En los primeros días, cuando el Metaverso era una bola negra y lisa, eso resultaba trivial. Luego, cuando se creó la Calle y la gente comenzó a construir, se complicó. En la Calle puedes atravesar los avatares de otra gente. Pero no puedes cruzar los muros. No puedes meterte en propiedad privada. Ni tampoco atravesar otros vehículos, ni instalaciones fijas de la Calle, como los Puertos o los puntales que sostienen la línea del Monorraíl. Si colisionas con una de esas cosas no mueres ni te desconectas del Metaverso; simplemente te paras por completo, como un personaje de dibujos animados que se estrella contra una pared de hormigón.
En otras palabras, en cuanto el Metaverso comenzó a llenarse de obstáculos contra los que se podía chocar, la tarea de cruzarlo a alta velocidad ganó en interés de repente. La maniobrabilidad empezó a tener importancia. El tamaño empezó a tener importancia. Hiro, Da5id y los demás se pasaron de los enormes y extraños vehículos que preferían al principio, casas victorianas sobre orugas, transatlánticos con ruedas, esferas cristalinas de un kilómetro de diámetro, carros llameantes tirados por dragones, a otros pequeños y maniobrables. Fundamentalmente, motocicletas.

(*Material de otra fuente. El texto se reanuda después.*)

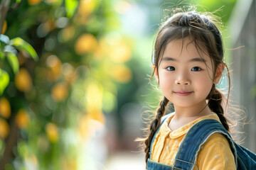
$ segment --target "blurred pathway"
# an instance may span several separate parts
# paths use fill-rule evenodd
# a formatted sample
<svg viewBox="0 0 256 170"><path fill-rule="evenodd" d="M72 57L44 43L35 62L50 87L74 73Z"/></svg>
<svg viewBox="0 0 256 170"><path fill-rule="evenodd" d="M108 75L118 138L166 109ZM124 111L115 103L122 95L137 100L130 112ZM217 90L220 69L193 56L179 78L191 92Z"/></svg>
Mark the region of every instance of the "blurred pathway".
<svg viewBox="0 0 256 170"><path fill-rule="evenodd" d="M107 170L144 170L144 154L141 152L122 152L110 155Z"/></svg>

Un vehículo del Metaverso puede ser tan rápido y ágil como un quark. No hay leyes físicas de las que preocuparse, ni límite a la aceleración o a la resistencia del aire. Los neumáticos nunca chirrían y los frenos jamás se bloquean. Lo único que no puede mejorarse es el tiempo de reacción del usuario. Así que cuando hacían carreras con sus flamantes programas de motocicleta, corriendo salvajes rallys por el Centro a Mach 1, no se preocupaban por la potencia del motor. Se preocupaban de la interfaz de usuario, los controles que permitían al piloto transferir sus reacciones a la máquina, girar, acelerar o frenar tan deprisa como fuese capaz de pensarlo. Porque cuando vas en un grupo de corredores que cruzan un área abarrotada a esa velocidad y chocas con algo y de repente tu velocidad se reduce exactamente a cero, olvídate de alcanzarlos. Un error y has perdido.
Hiro tenía una moto bastante buena. Quizá podría haber tenido la mejor de la Calle, simplemente porque sus reflejos son sobrenaturales, pero estaba más interesado por los combates a espada que por el motociclismo.
Abre la versión más reciente de su software de motocicleta y se familiariza de nuevo con los mandos. Asciende de Planilandia al Metaverso tridimensional y durante un rato practica en el patio con la moto. Más allá de los límites del patio no hay sino negrura, porque no está conectado a la red. Se siente uno perdido, aislado, casi como si estuviese flotando en un bote salvavidas en el océano Pacífico.